Going on to the critique of liberals' critique of Catholicism, though, I think the problem here is that the interpretation of what is Catholic is political, and we expect it to be... not that. We can politicize the RCC one way by saying saying that the Catholic position is represented by how many Catholics violate the reproductive decrees of bishops; we can politicize it another by saying that Catholicism is determined by "the tradition," as represented by the clerical hierarchy, not a popular vote. However, unless the latter critique is attached to some kind of actionable agenda in this context, in order to make that latter position something we can actually use against the power elite of this country, and that's both significantly different from either of the major positions in the debate already, I see the critique of liberalism as defaulting us to a political non-obstacle.

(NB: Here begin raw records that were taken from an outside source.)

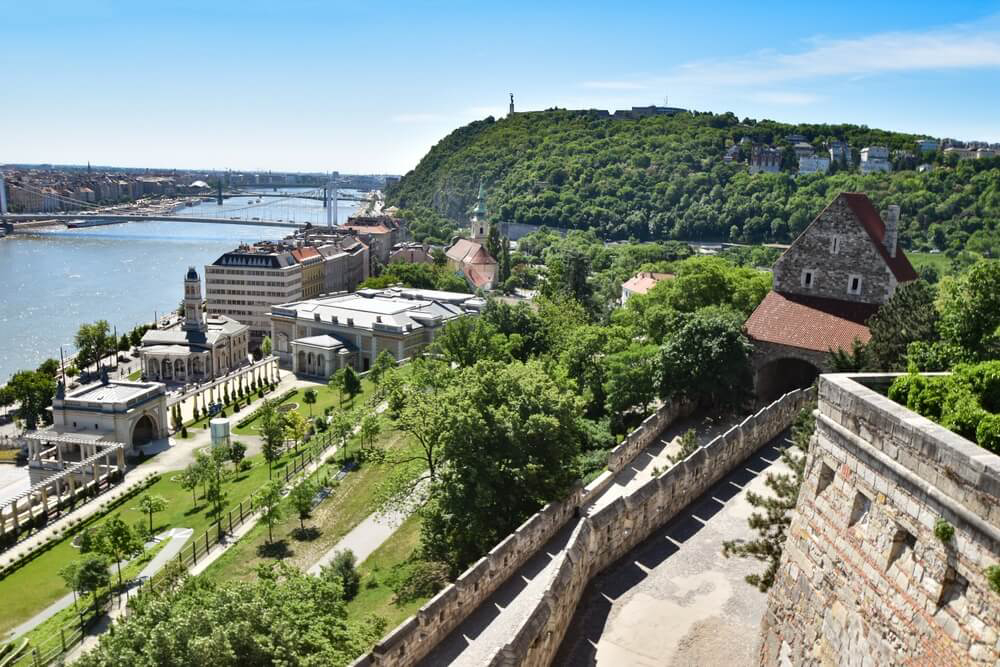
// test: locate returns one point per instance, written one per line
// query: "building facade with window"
(827, 285)
(316, 337)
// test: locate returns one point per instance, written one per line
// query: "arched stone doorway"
(783, 375)
(144, 431)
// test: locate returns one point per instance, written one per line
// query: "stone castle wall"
(415, 637)
(610, 533)
(863, 578)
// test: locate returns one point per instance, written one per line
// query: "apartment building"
(244, 283)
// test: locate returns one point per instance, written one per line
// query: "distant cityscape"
(52, 188)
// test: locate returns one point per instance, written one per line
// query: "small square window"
(854, 284)
(859, 512)
(826, 474)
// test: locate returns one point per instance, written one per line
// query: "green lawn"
(47, 634)
(353, 499)
(375, 596)
(325, 397)
(33, 587)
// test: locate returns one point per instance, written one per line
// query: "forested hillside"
(664, 177)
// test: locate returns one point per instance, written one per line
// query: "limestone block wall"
(419, 634)
(863, 578)
(617, 528)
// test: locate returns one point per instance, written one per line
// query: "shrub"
(419, 579)
(943, 530)
(988, 433)
(993, 577)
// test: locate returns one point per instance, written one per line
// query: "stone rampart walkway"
(675, 599)
(492, 624)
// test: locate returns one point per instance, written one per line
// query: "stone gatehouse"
(827, 284)
(863, 578)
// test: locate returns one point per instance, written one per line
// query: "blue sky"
(370, 86)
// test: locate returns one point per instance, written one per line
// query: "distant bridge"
(114, 218)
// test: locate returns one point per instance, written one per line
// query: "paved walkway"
(171, 454)
(675, 599)
(492, 624)
(177, 536)
(364, 538)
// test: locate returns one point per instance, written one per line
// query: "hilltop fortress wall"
(864, 580)
(596, 542)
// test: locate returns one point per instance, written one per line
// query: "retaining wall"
(864, 579)
(418, 635)
(616, 529)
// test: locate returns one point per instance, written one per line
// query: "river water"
(53, 281)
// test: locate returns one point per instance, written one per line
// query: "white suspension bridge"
(284, 209)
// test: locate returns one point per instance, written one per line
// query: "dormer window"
(808, 278)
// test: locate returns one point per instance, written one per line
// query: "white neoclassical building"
(197, 349)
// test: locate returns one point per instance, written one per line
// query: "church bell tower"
(479, 227)
(193, 321)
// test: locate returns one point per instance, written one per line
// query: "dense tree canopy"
(664, 178)
(284, 617)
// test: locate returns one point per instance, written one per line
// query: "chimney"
(891, 229)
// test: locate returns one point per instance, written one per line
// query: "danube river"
(52, 282)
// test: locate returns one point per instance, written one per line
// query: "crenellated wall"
(864, 579)
(419, 634)
(617, 528)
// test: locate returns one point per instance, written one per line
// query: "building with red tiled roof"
(473, 261)
(642, 282)
(827, 285)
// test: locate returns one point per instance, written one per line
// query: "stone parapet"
(611, 532)
(418, 635)
(864, 579)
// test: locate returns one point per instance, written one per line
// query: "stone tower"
(480, 227)
(193, 321)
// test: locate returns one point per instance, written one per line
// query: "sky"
(370, 86)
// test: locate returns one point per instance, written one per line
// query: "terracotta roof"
(476, 277)
(809, 322)
(644, 281)
(368, 229)
(873, 224)
(304, 253)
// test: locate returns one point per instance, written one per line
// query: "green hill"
(664, 177)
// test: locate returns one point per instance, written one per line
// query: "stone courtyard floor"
(675, 599)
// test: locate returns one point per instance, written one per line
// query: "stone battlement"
(596, 540)
(864, 580)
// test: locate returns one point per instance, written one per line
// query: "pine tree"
(772, 523)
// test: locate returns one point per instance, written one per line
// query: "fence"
(57, 645)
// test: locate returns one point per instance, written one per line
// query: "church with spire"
(469, 256)
(196, 348)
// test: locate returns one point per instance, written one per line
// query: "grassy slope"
(351, 502)
(379, 599)
(33, 587)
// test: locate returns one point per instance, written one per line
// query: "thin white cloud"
(970, 46)
(784, 97)
(614, 85)
(959, 47)
(418, 118)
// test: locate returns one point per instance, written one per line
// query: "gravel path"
(493, 623)
(675, 599)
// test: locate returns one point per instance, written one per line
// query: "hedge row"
(243, 423)
(74, 526)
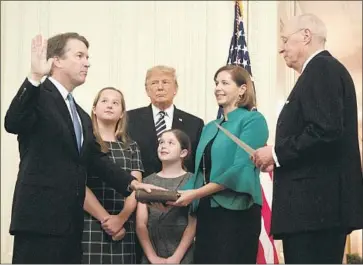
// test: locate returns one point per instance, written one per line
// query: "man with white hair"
(318, 184)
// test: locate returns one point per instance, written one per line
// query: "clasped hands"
(113, 225)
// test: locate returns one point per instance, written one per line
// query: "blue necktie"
(76, 123)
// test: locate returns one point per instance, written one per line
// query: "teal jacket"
(231, 165)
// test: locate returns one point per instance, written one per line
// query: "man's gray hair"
(314, 24)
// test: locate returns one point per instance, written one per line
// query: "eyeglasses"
(155, 83)
(286, 39)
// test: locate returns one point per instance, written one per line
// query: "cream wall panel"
(263, 47)
(126, 38)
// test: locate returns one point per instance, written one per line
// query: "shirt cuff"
(33, 82)
(275, 157)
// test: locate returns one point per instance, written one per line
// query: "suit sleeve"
(22, 113)
(100, 165)
(322, 110)
(241, 176)
(200, 129)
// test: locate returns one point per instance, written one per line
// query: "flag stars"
(244, 48)
(244, 63)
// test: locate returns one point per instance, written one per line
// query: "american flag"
(238, 55)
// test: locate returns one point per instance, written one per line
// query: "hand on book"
(186, 198)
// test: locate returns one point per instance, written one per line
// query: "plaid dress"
(98, 246)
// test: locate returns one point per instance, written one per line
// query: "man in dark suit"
(146, 123)
(57, 149)
(318, 184)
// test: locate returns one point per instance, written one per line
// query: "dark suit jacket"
(141, 128)
(50, 188)
(319, 184)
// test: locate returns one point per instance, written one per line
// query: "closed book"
(160, 196)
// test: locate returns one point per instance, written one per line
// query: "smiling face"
(169, 149)
(108, 108)
(73, 64)
(227, 92)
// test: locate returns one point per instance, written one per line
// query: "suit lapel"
(70, 136)
(85, 132)
(149, 126)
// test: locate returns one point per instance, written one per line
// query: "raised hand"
(136, 185)
(40, 66)
(120, 235)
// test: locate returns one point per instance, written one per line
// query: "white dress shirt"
(302, 70)
(64, 92)
(169, 114)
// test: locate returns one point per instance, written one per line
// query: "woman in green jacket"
(225, 190)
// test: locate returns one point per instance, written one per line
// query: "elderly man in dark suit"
(318, 184)
(146, 123)
(57, 149)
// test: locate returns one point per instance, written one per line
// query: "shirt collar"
(309, 59)
(169, 112)
(64, 92)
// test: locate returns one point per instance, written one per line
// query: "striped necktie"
(160, 125)
(76, 123)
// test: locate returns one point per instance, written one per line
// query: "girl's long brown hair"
(120, 127)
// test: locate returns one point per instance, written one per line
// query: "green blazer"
(231, 165)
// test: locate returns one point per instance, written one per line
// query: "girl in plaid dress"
(109, 222)
(167, 234)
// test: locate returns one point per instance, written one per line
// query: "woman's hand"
(157, 260)
(160, 206)
(120, 235)
(172, 260)
(186, 198)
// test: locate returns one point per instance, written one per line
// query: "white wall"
(127, 38)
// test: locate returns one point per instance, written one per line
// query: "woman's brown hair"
(241, 77)
(121, 125)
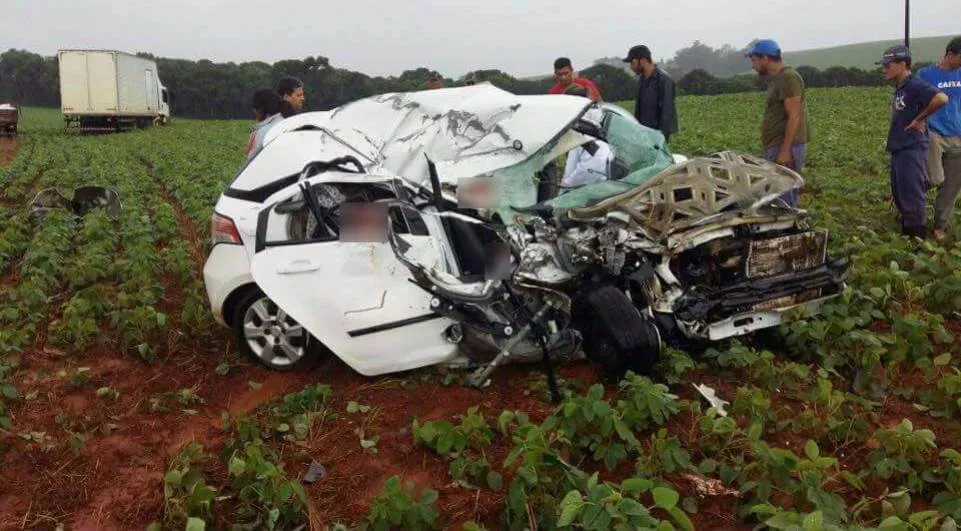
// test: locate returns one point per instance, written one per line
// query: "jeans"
(944, 171)
(908, 187)
(799, 154)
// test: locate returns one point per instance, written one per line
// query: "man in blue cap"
(944, 128)
(914, 101)
(784, 128)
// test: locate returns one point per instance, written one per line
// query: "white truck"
(104, 90)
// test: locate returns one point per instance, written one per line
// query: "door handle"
(297, 266)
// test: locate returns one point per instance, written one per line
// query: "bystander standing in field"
(784, 127)
(291, 90)
(944, 129)
(267, 106)
(435, 81)
(564, 74)
(654, 103)
(914, 101)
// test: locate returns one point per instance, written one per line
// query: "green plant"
(268, 498)
(464, 445)
(186, 493)
(399, 506)
(903, 453)
(664, 455)
(607, 506)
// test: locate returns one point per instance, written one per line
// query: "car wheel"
(267, 334)
(616, 335)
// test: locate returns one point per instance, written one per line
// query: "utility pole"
(907, 23)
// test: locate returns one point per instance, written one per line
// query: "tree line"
(204, 89)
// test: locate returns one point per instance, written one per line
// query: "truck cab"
(163, 116)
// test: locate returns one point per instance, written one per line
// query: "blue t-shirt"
(947, 121)
(910, 98)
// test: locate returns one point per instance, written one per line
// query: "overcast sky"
(386, 37)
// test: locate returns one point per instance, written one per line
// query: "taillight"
(223, 230)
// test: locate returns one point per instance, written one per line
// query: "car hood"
(467, 131)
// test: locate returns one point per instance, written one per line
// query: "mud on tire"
(616, 335)
(307, 346)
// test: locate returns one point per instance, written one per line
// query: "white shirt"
(260, 131)
(584, 168)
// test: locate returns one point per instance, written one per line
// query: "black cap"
(954, 46)
(894, 54)
(638, 52)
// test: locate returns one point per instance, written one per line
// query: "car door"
(353, 296)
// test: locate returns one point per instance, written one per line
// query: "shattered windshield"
(639, 154)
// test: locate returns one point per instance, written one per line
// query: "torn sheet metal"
(466, 131)
(710, 395)
(688, 194)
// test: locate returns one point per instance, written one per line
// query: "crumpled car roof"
(466, 131)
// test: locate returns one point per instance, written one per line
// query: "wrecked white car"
(666, 249)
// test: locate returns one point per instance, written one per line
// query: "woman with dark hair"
(268, 110)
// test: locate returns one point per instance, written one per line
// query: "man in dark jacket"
(654, 104)
(914, 101)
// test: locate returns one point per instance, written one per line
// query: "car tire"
(616, 336)
(270, 336)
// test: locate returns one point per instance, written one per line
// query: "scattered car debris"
(710, 395)
(667, 250)
(705, 486)
(315, 472)
(85, 199)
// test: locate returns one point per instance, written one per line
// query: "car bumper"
(759, 303)
(227, 268)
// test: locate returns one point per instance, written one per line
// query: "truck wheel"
(268, 335)
(616, 335)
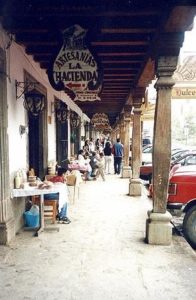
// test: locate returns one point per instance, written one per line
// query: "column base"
(126, 172)
(7, 231)
(159, 228)
(135, 187)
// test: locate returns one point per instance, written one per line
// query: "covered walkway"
(101, 255)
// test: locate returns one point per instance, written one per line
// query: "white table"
(60, 188)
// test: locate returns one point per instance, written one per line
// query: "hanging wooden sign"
(75, 67)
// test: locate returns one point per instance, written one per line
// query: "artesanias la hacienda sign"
(75, 67)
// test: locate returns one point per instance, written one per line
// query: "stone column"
(126, 171)
(135, 182)
(158, 227)
(7, 225)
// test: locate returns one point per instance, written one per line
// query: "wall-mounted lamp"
(74, 119)
(62, 113)
(86, 126)
(23, 129)
(34, 101)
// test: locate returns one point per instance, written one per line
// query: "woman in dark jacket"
(108, 157)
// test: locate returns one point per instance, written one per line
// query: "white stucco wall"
(17, 62)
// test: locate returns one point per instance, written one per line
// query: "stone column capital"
(165, 67)
(138, 94)
(168, 44)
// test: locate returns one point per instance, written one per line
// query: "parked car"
(184, 158)
(182, 198)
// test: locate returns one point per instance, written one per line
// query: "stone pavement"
(101, 255)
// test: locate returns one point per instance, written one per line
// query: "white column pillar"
(158, 227)
(126, 171)
(135, 182)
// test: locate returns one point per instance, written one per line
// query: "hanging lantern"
(74, 119)
(34, 102)
(62, 113)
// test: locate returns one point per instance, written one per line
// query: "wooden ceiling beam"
(120, 43)
(121, 53)
(121, 61)
(121, 69)
(128, 30)
(118, 75)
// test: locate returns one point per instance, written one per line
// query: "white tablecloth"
(58, 187)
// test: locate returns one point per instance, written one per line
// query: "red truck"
(182, 199)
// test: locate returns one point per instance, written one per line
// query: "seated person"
(62, 215)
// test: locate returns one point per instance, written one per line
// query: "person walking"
(118, 151)
(108, 157)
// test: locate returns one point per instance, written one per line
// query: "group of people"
(98, 156)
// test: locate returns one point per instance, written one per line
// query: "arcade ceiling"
(122, 36)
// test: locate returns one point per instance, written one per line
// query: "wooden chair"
(50, 208)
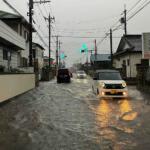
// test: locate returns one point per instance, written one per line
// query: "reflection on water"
(85, 81)
(127, 113)
(103, 111)
(108, 112)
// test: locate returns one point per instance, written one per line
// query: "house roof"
(38, 45)
(7, 12)
(130, 43)
(100, 57)
(47, 58)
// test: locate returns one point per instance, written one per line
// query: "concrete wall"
(13, 85)
(14, 59)
(10, 35)
(131, 67)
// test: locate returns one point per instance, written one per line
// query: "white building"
(14, 41)
(128, 55)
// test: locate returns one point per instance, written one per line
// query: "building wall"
(13, 85)
(7, 33)
(14, 59)
(130, 62)
(39, 56)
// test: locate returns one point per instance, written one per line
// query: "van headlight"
(124, 84)
(102, 84)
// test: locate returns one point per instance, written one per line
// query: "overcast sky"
(90, 18)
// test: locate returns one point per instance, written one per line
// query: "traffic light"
(84, 48)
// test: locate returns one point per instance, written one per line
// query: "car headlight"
(124, 84)
(102, 84)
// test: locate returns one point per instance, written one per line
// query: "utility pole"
(30, 14)
(111, 47)
(30, 33)
(123, 20)
(57, 47)
(59, 53)
(95, 43)
(50, 21)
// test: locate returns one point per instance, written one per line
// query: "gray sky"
(85, 18)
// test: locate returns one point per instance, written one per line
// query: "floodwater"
(70, 117)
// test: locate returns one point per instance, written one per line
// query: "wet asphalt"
(70, 117)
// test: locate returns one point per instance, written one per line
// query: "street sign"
(146, 45)
(84, 48)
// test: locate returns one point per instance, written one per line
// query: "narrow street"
(70, 117)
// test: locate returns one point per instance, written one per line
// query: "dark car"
(63, 75)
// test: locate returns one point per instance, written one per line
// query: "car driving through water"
(108, 83)
(81, 74)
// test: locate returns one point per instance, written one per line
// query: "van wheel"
(93, 89)
(97, 92)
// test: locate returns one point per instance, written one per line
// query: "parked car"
(63, 75)
(108, 83)
(81, 74)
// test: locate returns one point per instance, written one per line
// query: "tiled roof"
(100, 57)
(134, 43)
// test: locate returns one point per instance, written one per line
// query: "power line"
(134, 6)
(138, 11)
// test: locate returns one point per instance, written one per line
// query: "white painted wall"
(13, 85)
(10, 35)
(131, 69)
(14, 59)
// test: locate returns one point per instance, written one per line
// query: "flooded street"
(70, 117)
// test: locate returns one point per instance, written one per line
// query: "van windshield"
(63, 71)
(109, 76)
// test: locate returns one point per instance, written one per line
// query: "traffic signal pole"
(30, 14)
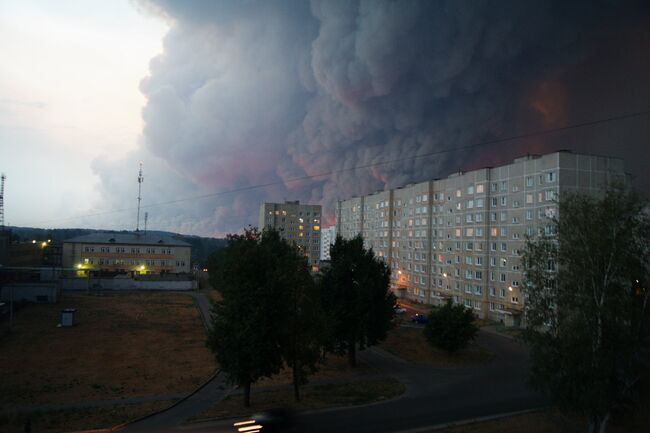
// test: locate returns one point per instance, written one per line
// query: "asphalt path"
(433, 396)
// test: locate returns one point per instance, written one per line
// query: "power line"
(375, 164)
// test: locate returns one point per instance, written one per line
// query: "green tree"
(450, 327)
(302, 325)
(587, 317)
(245, 336)
(356, 298)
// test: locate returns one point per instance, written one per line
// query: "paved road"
(433, 396)
(213, 391)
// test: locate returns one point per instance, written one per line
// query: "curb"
(472, 421)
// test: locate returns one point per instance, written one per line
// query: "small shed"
(67, 316)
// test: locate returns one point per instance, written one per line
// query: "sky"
(228, 104)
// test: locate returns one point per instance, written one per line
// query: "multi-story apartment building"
(327, 239)
(462, 237)
(297, 223)
(127, 252)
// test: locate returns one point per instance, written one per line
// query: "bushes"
(450, 327)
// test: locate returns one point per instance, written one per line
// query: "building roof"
(131, 238)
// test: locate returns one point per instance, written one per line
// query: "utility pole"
(140, 180)
(2, 204)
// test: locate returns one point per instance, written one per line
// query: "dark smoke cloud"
(254, 92)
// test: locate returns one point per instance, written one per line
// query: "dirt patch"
(84, 419)
(317, 396)
(123, 345)
(410, 344)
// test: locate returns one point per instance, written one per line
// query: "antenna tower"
(140, 180)
(2, 201)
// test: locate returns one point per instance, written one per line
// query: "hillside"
(201, 247)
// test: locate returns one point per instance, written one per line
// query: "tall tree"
(302, 324)
(356, 297)
(245, 335)
(587, 307)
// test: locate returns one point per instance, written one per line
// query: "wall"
(125, 284)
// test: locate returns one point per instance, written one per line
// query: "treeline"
(274, 314)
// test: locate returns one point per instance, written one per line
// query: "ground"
(316, 396)
(409, 343)
(123, 345)
(550, 421)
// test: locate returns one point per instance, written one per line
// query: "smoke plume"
(263, 92)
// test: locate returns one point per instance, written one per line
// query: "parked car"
(419, 318)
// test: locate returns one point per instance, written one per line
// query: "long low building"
(127, 252)
(462, 237)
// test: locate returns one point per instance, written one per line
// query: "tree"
(450, 327)
(302, 325)
(268, 316)
(356, 298)
(587, 317)
(245, 336)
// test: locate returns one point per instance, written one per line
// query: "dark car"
(419, 318)
(279, 420)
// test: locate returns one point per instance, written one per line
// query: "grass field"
(409, 343)
(80, 419)
(123, 345)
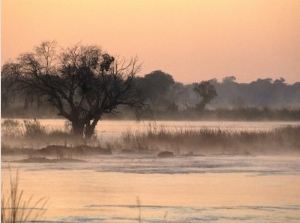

That I think makes it far more useful to the forces of reaction than to the forces in favor of a more humane hermeneutic and society, and that I just can't take, given that the Church hierarchy is already committed to dragging its members down with them into a reactionary tailspin. The best defense of the plurality of the RCC as a tradition is not contesting the liberal view of the representative function of the Church hierarchy, it's spurring the many Catholics who don't accept Church teaching on birth control to find some way to act on their non-acceptance.

I say this because I think there's a reasonable case to be made that one can articulate all the decrees one wants and say they constitute the institutional identity, but what a majority of believers *are actually doing* can be as valid a way of determining what is "Catholic" (or Jewish, or Methodist, or American, or atheist, or whatever) as the self-articulated self-understanding of an institutional representative, or a minority body. There are contexts when it is appropriate to argue in that way about identity. Critique is often that appropriate context - when one tries to shake a group or a person out of complacent self-definition, or out of bad faith self-definition.

Now as I said, to the degree that secularizing democratic liberals simply appropriate that split among clerical hierarchy and a large number of lay people without urging the latter to make their failure to comply politically relevant by explaining why it is appropriate as a Catholic to disagree with the hierarchy, then yes, there's a problem; but I contend it's still the lesser sin than Catholics failing to counter in action their Church hierarchy.